Philippe Tabarot,
Ministère auprès du ministre de l’aménagement du territoire et de la décentralisation, chargé des transports •
1 juil. 2025Le projet de ligne nouvelle entre Montpellier et Perpignan (LNMP) consiste à créer 150 km en deux phases : Montpellier-Béziers (première phase) et Béziers Perpignan (deuxième phase).
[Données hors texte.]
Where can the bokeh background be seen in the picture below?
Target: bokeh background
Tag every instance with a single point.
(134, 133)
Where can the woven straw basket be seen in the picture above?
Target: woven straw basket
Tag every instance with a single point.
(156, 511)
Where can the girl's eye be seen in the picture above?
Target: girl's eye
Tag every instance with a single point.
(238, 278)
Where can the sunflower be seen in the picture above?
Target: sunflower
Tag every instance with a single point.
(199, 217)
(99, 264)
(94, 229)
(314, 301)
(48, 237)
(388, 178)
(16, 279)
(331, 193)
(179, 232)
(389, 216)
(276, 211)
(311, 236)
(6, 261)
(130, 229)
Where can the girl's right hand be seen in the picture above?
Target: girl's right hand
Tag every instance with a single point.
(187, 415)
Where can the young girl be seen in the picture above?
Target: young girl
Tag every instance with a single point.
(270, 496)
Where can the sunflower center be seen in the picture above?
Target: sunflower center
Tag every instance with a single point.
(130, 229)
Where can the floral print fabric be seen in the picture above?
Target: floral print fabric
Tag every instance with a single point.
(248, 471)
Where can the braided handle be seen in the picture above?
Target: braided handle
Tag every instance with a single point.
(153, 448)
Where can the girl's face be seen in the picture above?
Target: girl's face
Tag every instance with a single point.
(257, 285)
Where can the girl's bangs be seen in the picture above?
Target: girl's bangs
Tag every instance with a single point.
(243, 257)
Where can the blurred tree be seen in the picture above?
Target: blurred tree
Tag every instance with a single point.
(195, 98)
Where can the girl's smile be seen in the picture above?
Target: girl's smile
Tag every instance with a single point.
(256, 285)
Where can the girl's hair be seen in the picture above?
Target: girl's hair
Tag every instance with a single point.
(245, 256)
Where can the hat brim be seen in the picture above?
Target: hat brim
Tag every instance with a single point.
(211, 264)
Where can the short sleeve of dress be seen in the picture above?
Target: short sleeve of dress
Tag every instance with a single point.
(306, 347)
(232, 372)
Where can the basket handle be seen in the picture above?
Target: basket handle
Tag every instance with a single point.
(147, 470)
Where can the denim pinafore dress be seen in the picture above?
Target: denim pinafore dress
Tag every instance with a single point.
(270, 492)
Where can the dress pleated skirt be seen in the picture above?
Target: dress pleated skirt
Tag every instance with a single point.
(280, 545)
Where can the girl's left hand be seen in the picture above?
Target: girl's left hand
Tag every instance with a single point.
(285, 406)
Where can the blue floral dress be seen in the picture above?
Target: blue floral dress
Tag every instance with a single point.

Il répond à la demande de mobilités croissante sur l'unique axe ferroviaire de l'arc languedocien, proche de la saturation entre Montpellier et Béziers, renforce sa résilience en créant un doublet de ligne et permet de relier le littoral languedocien et l'Espagne au réseau à grande vitesse français et européen. Ce projet de ligne nouvelle ne vise pas à se substituer à la ligne classique existante le long du littoral languedocien, mais à la compléter. La ligne existante entre Montpellier et Béziers, qui dessert notamment Sète et Agde, sera maintenue en exploitation, et continuera à accueillir les circulations ferroviaires de voyageurs, qu'il s'agisse des services régionaux (TER), des trains d'équilibre du territoire (TET) ou de certains services librement organisés (SLO). Pour les TER, la desserte est déjà dense sur l'axe et la Région Occitanie exprime le souhait de l'augmenter. En parallèle, les TET desservent Sète par 2 allers-retours quotidiens et un TET de nuit dessert Agde et Sète les week-ends et lors des vacances scolaires (zone C). Enfin, les SLO, qui correspondent aux circulations à grande vitesse, sont désormais ouverts à la concurrence, de sorte qu'il n'est pas possible de fixer le nombre d'allers-retours de trains à grande vitesse qui sera réalisé, puisque cela dépendra des choix des différentes compagnies ferroviaires. Toutefois, au vu de l'attractivité de la desserte de Agde et de Sète, notamment en été, une proportion importante des circulations grandes vitesses entre Montpellier et Béziers devrait continuer à desservir Agde et Sète après la mise en service de la phase 1 du projet LNMP. La demande exprimée par les acteurs locaux, visant à garantir un minimum de six allers-retours quotidiens en TGV pourra faire l'objet d'un examen approfondi, en lien avec les collectivités territoriales et les entreprises ferroviaires, dans le cadre notamment des plateformes services et infrastructures « nationale voyageurs » et « Grand Sud ».